A recent study has outlined that more than 50 percent of patients suffering from depression, discontinue their treatment before the prescribed time.
The research from Catalan researchers stated that most patients who take anti-depressants leave their treatment in less than six months, which is the minimum period for treatment of sever depression and other derived pathologies.he study also revealed that only a quarter or 25 percent carry on with treatment for more than 11 months.
Advertisement"Only one in every five patients properly completes their treatment," said Catalina Serna, co-author of the study, of Jordi Gol Primary Care Research Institute.
From 2003 to 2007, researchers from the Catalan Institute of Health (ICS) and the IDIAP Jordi Gol analysed 7,525 patients who were starting anti-depression treatment, looking at how long they continued with this treatment and the reasons why they gave it up.
It found out that, of the 3.2 percent of the population who started treatment for depression, 56 percent stopped taking their medication during the first four months, and less than 25 percent of the cohort continued their treatment for more than 11 months.
The researchers said patients are most likely to give up their medication during the acute stage of depression (the first months).
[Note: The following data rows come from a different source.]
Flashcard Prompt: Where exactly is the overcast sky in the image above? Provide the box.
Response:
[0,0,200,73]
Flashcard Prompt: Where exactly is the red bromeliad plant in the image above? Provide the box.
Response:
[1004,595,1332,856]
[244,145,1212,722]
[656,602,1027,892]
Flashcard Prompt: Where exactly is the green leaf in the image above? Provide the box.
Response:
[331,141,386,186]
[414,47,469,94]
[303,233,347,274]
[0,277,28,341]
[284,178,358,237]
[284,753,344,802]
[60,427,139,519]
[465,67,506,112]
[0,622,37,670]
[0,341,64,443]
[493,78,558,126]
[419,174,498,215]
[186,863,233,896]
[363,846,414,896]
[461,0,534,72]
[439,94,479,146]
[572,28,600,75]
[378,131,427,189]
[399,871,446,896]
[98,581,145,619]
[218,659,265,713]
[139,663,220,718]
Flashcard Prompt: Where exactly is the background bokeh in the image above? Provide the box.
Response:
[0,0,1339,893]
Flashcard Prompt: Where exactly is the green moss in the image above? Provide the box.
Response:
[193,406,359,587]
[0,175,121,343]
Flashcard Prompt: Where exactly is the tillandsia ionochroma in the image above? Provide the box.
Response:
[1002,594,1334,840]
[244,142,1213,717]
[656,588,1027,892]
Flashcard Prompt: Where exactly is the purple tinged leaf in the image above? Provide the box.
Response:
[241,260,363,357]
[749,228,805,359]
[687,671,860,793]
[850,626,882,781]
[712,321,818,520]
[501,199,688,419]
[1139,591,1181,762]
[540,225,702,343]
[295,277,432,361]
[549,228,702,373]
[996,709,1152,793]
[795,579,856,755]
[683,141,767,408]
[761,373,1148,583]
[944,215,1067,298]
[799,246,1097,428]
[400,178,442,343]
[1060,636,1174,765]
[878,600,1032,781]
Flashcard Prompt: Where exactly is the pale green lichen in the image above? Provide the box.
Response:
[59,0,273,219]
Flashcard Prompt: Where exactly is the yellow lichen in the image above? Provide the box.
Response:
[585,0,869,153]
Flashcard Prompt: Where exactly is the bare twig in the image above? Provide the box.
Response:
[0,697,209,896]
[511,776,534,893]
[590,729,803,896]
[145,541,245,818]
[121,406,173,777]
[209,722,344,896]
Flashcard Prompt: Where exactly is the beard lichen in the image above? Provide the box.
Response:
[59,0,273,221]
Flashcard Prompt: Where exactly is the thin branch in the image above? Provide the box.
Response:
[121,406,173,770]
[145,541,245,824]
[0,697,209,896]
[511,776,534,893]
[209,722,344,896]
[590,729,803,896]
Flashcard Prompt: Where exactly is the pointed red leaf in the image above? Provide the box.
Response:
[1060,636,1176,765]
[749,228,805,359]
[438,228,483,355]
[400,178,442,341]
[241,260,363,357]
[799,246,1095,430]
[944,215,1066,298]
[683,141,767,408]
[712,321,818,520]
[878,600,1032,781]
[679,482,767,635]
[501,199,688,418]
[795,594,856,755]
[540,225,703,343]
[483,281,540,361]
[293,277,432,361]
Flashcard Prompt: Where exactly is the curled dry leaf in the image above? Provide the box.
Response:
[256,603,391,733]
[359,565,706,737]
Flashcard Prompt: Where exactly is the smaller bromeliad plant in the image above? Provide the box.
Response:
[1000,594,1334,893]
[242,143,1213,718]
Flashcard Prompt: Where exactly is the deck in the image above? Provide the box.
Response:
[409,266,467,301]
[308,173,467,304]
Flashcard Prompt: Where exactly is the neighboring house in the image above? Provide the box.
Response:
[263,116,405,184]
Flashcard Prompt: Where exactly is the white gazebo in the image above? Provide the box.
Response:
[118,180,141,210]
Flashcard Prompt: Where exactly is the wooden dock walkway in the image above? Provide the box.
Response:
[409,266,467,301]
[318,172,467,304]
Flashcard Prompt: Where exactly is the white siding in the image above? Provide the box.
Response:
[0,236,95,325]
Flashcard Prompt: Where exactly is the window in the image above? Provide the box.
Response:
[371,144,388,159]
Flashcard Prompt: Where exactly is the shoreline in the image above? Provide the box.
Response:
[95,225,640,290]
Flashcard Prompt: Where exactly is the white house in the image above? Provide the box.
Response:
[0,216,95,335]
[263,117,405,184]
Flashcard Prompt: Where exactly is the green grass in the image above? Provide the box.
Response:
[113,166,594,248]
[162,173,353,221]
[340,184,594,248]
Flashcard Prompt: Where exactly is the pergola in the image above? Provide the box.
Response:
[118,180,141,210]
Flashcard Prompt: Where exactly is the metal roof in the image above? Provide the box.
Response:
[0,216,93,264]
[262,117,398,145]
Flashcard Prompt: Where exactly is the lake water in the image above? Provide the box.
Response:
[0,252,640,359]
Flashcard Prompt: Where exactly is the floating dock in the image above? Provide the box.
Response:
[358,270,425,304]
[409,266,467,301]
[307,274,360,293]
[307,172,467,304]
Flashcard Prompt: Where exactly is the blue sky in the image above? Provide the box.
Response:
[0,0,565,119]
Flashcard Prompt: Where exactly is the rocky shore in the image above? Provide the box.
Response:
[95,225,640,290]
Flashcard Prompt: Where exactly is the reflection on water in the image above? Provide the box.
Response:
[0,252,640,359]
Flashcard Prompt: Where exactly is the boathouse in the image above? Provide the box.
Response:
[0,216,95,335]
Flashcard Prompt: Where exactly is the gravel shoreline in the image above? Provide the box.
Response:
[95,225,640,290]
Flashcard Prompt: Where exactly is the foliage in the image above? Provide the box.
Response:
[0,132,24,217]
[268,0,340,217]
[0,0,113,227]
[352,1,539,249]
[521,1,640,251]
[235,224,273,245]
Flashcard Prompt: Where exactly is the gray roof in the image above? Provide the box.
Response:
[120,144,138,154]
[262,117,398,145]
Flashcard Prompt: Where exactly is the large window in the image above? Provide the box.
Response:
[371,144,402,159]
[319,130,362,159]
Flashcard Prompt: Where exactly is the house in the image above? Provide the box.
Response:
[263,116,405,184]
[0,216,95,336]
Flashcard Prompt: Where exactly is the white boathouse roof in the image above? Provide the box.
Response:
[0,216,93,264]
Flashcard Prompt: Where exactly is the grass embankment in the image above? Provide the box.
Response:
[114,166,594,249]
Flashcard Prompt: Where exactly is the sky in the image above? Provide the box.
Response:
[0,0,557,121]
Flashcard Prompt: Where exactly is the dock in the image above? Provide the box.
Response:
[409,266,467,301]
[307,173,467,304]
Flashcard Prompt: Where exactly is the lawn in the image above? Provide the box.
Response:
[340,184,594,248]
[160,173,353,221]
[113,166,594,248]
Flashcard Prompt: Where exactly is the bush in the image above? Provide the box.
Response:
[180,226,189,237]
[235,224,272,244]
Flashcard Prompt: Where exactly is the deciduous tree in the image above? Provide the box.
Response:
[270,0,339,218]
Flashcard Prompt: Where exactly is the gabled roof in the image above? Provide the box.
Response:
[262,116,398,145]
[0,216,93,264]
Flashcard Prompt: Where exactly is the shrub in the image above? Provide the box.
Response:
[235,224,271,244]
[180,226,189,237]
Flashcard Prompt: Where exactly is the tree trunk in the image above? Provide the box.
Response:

"The levels to which they stick to their treatment also declines steeply between the first four and 12 months of the monitoring period. In our study, only 22pc of patients completed their treatment," Serna noted.
Meanwhile, men are more at risk of giving up their treatment earlier than women (50 percent of men gave up their medication after two months, while 50 percent of women gave it up after three months).
The results are published in the journal European Psychiatry.